Inception, a new Palo Alto-based company founded by Stanford computer science professor Stefano Ermon, has introduced a groundbreaking AI model called a diffusion-based large language model (DLM). This model combines the capabilities of traditional large language models (LLMs) with the power of diffusion models, offering faster performance and reduced computing costs.
While LLMs are commonly used for text generation, diffusion models are primarily used for creating images, video, and audio. Inception’s DLM bridges the gap by providing code generation and question-answering capabilities similar to LLMs, but with the speed and efficiency of diffusion technology.
Ermon’s research at Stanford focused on applying diffusion models to text, as he believed that LLMs were relatively slow compared to diffusion technology. Unlike LLMs, which generate text sequentially, diffusion models start with a rough estimate of the data and then bring it into focus all at once. This parallel approach allows for the generation and modification of large blocks of text simultaneously.
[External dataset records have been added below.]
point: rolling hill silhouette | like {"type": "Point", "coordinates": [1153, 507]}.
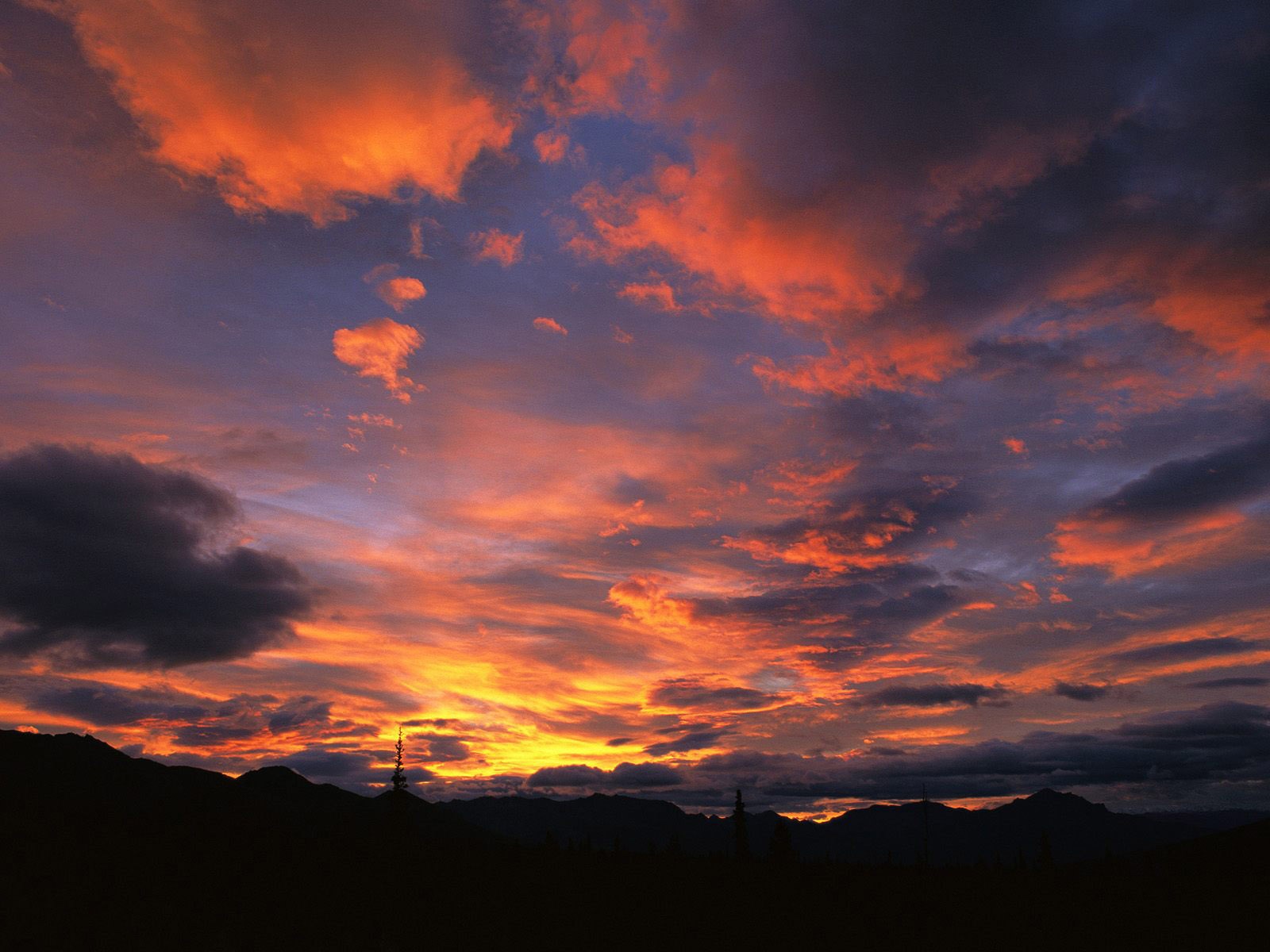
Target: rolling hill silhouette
{"type": "Point", "coordinates": [35, 770]}
{"type": "Point", "coordinates": [106, 850]}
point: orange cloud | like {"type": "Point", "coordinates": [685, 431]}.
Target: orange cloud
{"type": "Point", "coordinates": [1126, 547]}
{"type": "Point", "coordinates": [380, 349]}
{"type": "Point", "coordinates": [891, 359]}
{"type": "Point", "coordinates": [1217, 296]}
{"type": "Point", "coordinates": [375, 420]}
{"type": "Point", "coordinates": [548, 324]}
{"type": "Point", "coordinates": [660, 295]}
{"type": "Point", "coordinates": [609, 54]}
{"type": "Point", "coordinates": [302, 114]}
{"type": "Point", "coordinates": [711, 216]}
{"type": "Point", "coordinates": [391, 290]}
{"type": "Point", "coordinates": [495, 245]}
{"type": "Point", "coordinates": [552, 146]}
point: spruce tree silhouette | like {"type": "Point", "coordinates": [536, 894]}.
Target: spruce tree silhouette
{"type": "Point", "coordinates": [399, 782]}
{"type": "Point", "coordinates": [740, 831]}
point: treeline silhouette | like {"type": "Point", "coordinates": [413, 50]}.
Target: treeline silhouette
{"type": "Point", "coordinates": [103, 850]}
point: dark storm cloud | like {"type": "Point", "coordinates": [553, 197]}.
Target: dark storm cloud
{"type": "Point", "coordinates": [321, 762]}
{"type": "Point", "coordinates": [690, 693]}
{"type": "Point", "coordinates": [437, 748]}
{"type": "Point", "coordinates": [300, 712]}
{"type": "Point", "coordinates": [933, 696]}
{"type": "Point", "coordinates": [1217, 742]}
{"type": "Point", "coordinates": [1218, 683]}
{"type": "Point", "coordinates": [1187, 651]}
{"type": "Point", "coordinates": [695, 740]}
{"type": "Point", "coordinates": [625, 776]}
{"type": "Point", "coordinates": [106, 704]}
{"type": "Point", "coordinates": [1185, 486]}
{"type": "Point", "coordinates": [1083, 692]}
{"type": "Point", "coordinates": [106, 560]}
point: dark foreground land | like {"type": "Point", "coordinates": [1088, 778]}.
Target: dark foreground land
{"type": "Point", "coordinates": [102, 850]}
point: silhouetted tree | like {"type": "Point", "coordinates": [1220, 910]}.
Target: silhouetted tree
{"type": "Point", "coordinates": [399, 781]}
{"type": "Point", "coordinates": [781, 848]}
{"type": "Point", "coordinates": [740, 831]}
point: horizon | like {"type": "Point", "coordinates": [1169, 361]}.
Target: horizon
{"type": "Point", "coordinates": [376, 791]}
{"type": "Point", "coordinates": [647, 397]}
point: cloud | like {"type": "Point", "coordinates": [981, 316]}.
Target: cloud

Inception’s breakthrough in parallel text generation led to the founding of the company, with UCLA professor Aditya Grover and Cornell professor Volodymyr Kuleshov joining as co-leaders. While the company’s funding details remain undisclosed, it has already attracted several customers, including Fortune 100 companies, who value the reduced AI latency and increased speed offered by Inception’s DLMs.
The company’s models leverage GPUs more efficiently, resulting in significant performance improvements. Inception offers an API, as well as on-premises and edge device deployment options, model fine-tuning support, and a range of pre-built DLMs for various use cases. According to Inception, their DLMs can run up to 10 times faster than traditional LLMs while costing 10 times less.
In fact, Inception’s “small” coding model rivals OpenAI’s GPT-4o mini in performance while being more than 10 times faster. Their “mini” model outperforms open-source models like Meta’s Llama 3.1 8B, achieving over 1,000 tokens per second. This impressive speed demonstrates the potential impact of Inception’s DLMs on the industry.
In conclusion, Inception’s diffusion-based large language models offer a unique and efficient approach to text generation. With their faster performance and reduced computing costs, Inception is poised to revolutionize the way language models are built and utilized.